The Science of Pilates: How Controlled Movement Changes the Body
Modern biomechanics and ultrasound imaging are revealing exactly how Pilates transforms the body's deep stabilizing muscles. Research shows the century-old practice fundamentally alters core activation, though the choice between mat and reformer depends on specific fitness goals.
By Factlen Editorial Team
- Clinical Researchers & Physiotherapists
- Focuses on the method's ability to repair the mind-muscle connection, increase deep muscle thickness, and serve as a frontline treatment for chronic musculoskeletal pain.
- Athletic Performance Coaches
- Views the practice as a supplemental tool to enhance dynamic flexibility, correct muscular imbalances, and improve explosive power through targeted core stability.
- General Fitness Advocates
- Values the accessibility of the mat repertoire, the low-impact nature of the movements, and the profound improvements in daily posture and stress reduction.
What's not represented
- · Yoga Practitioners comparing methodologies
- · Budget-conscious consumers priced out of studio classes
Why this matters
Understanding the biomechanics behind Pilates helps practitioners choose the right modality—mat or reformer—for their specific goals, from rehabilitating back pain to enhancing athletic performance.
Key points
- Pilates targets deep stabilizing muscles rather than superficial abdominal muscles.
- Ultrasound imaging confirms Pilates physically increases the thickness of the transverse abdominis.
- The practice repairs the neurological timing of muscle contractions, aiding in back pain relief.
- Reformer Pilates uses spring resistance to build explosive power and active flexibility.
For decades, the Pilates method was largely viewed by the general public as a niche conditioning secret reserved for ballet dancers, or simply as a trendy boutique workout for the affluent. Developed in the 1920s by German physical trainer Joseph Pilates—who initially used rigged hospital beds and springs to rehabilitate bedridden inmates during World War I—the method has steadily exploded into a global fitness phenomenon. Yet, while millions of dedicated practitioners have long sworn by its transformative effects on posture, flexibility, and core strength, the scientific and medical communities have only recently developed the advanced imaging technology necessary to prove exactly how the practice alters the human body from the inside out.[4][6]
The shift from anecdotal praise to rigorous empirical validation has been driven largely by the advent of rehabilitative ultrasound imaging (RUSI) and advanced electromyography (EMG). These sophisticated diagnostic tools allow sports scientists and physiotherapists to look beneath the skin and observe individual muscle fibers contracting in real time. What researchers have found fundamentally challenges traditional approaches to abdominal training and core conditioning. The imaging reveals that the true power of Pilates lies not in the visible, superficial muscles that most gym-goers focus on, but rather in a hidden, internal corset of deep spinal stabilizers that dictate how the entire body moves and absorbs impact.[2][6]
In biomechanical terms, the human 'core' is not merely the front of the stomach, but a complex, three-dimensional cylinder of musculature that supports the spine and pelvis. Traditional abdominal exercises, such as standard crunches or sit-ups, primarily target the rectus abdominis—the superficial layer of muscle responsible for flexing the spine forward. Pilates, however, bypasses these superficial movers to intentionally target the deep anticipatory stabilizers. The primary focus is the transverse abdominis (TrA), which wraps horizontally around the lower torso like a weightlifting belt, and the lumbar multifidus, a series of small, intricate muscles that lace up the back of the spine to stabilize individual vertebrae.[2][5]

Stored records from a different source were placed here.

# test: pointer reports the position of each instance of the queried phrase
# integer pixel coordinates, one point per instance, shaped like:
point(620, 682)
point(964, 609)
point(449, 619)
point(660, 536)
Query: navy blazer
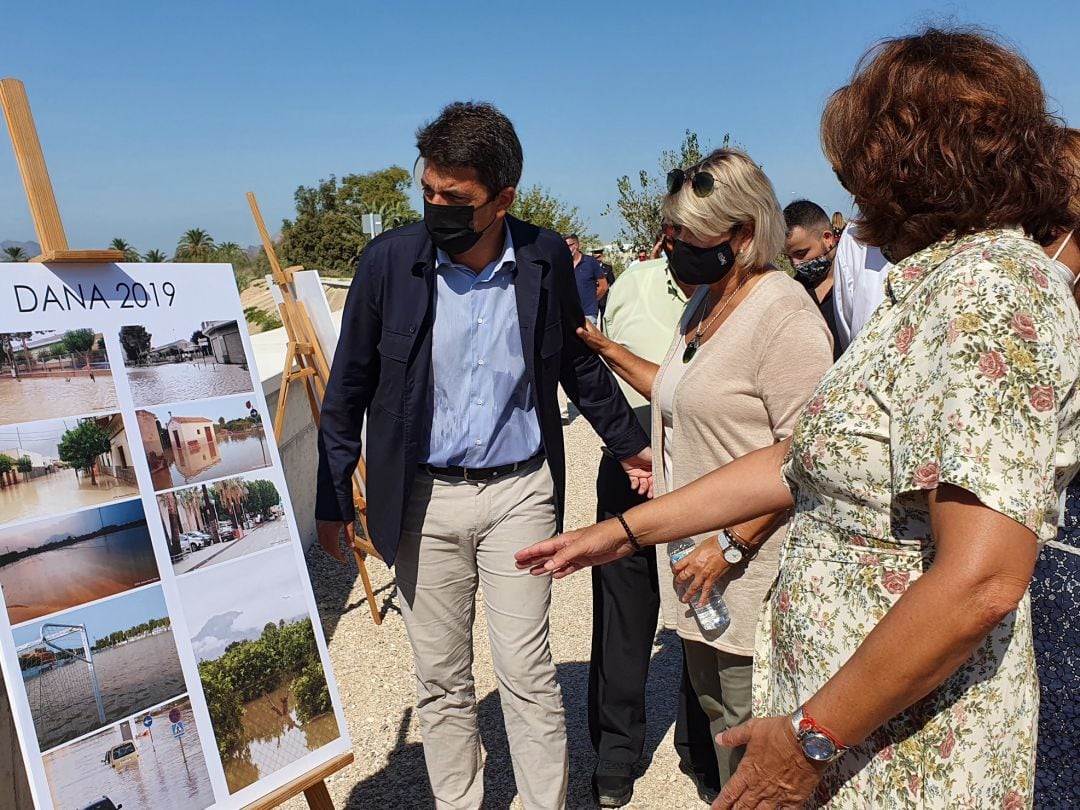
point(382, 369)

A landmark 2025 clinical study published in the National Institutes of Health repository utilized rehabilitative ultrasound imaging to track the precise physiological changes in adults undergoing a six-week Pilates-based core stabilization program. The researchers discovered that the practice did not just improve subjective feelings of strength; it physically altered the participants' internal anatomy. Compared to a control group performing standard aerobic exercise, the Pilates group demonstrated statistically significant increases in the actual physical thickness of their transverse abdominis and internal oblique muscles, proving that the controlled movements induce genuine muscular hypertrophy in the deep core.[2]
Beyond sheer muscle size and thickness, the ultrasound study highlighted a critical neurological adaptation: the restoration of contraction timing. In a healthy, optimally functioning body, deep core muscles are 'anticipatory'—meaning they are neurologically wired to fire milliseconds before the arms or legs move, bracing the spine against the impending mechanical load. In people suffering from chronic pain, or those with highly sedentary lifestyles, this vital firing sequence is often delayed or inhibited, leaving the spine vulnerable to injury. The 2025 data confirmed that Pilates actively repairs this mind-muscle connection, restoring the precise, rapid timing of deep muscle activation.[1][2][6]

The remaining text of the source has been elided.